# Calls



## gman2431 (Sep 9, 2016)

Have had these done for a little while but just put all the reeds in last night. 

All are oil finished and buffed and reeds from THO. 

Hunting season is coming so I figured I better wrap these up completely. 

All CandC welcomed!

Reactions: Like 2 | EyeCandy! 6 | Way Cool 1


----------



## gman2431 (Sep 9, 2016)

Oh and top one is KOA with Narra accent, to the right of that is elm burl, below that is Russian olive burl with ABW and the bottom one is cheery burl with box elder accent.

Reactions: Like 1


----------



## Tony (Sep 9, 2016)

Beautiful calls!

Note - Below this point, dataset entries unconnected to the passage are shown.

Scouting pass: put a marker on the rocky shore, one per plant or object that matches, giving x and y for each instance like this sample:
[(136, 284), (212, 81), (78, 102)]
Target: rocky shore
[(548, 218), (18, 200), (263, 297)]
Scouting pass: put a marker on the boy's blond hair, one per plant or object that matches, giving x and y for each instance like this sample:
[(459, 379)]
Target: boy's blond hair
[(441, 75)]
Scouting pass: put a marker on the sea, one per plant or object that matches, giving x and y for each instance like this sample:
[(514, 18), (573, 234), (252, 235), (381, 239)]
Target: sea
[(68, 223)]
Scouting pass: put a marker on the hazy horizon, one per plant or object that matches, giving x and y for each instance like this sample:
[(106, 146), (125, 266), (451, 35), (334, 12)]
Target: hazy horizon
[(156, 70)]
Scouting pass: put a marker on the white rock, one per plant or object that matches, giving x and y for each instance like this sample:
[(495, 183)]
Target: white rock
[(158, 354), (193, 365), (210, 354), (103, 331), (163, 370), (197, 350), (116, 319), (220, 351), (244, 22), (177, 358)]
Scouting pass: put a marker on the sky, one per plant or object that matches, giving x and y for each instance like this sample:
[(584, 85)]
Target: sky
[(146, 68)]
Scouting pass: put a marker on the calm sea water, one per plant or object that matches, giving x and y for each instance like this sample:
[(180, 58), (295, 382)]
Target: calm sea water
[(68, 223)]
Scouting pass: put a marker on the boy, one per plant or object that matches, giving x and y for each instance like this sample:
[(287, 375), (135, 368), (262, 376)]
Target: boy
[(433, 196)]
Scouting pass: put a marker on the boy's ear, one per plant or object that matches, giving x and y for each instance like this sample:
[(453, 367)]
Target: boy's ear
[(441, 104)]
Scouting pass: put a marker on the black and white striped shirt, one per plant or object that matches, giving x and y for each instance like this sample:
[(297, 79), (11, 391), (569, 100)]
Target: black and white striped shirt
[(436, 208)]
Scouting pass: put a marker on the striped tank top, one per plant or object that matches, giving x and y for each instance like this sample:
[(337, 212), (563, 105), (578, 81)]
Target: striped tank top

Tony

Reactions: Thank You! 1


----------



## manbuckwal (Sep 9, 2016)

Sharp looking calls Cody

Reactions: Thank You! 1


----------



## CWS (Sep 9, 2016)

Very Nice!!

Reactions: Thank You! 1


----------



## Nature Man (Sep 9, 2016)

Distinctly stupendous! My fav is the Elm burl. Chuck

Reactions: Thank You! 1


----------



## Ray D (Sep 9, 2016)

I like the way that box elder goes with the cherry. Very nice work.

Reactions: Thank You! 1


----------



## ripjack13 (Sep 9, 2016)

gman2431 said:


> the bottom one is cheery burl



I love seeing happy calls. They always look so much better when they're cheerful....

Reactions: Agree 1 | Funny 1


----------



## Woodturner1975 (Sep 9, 2016)

Those look fantastic!

Reactions: Thank You! 1


----------



## HomeBody (Sep 10, 2016)

Love the calls, hate the camo cords. Try one with a leather cord and see how it looks. Gary

Reactions: Thank You! 1


----------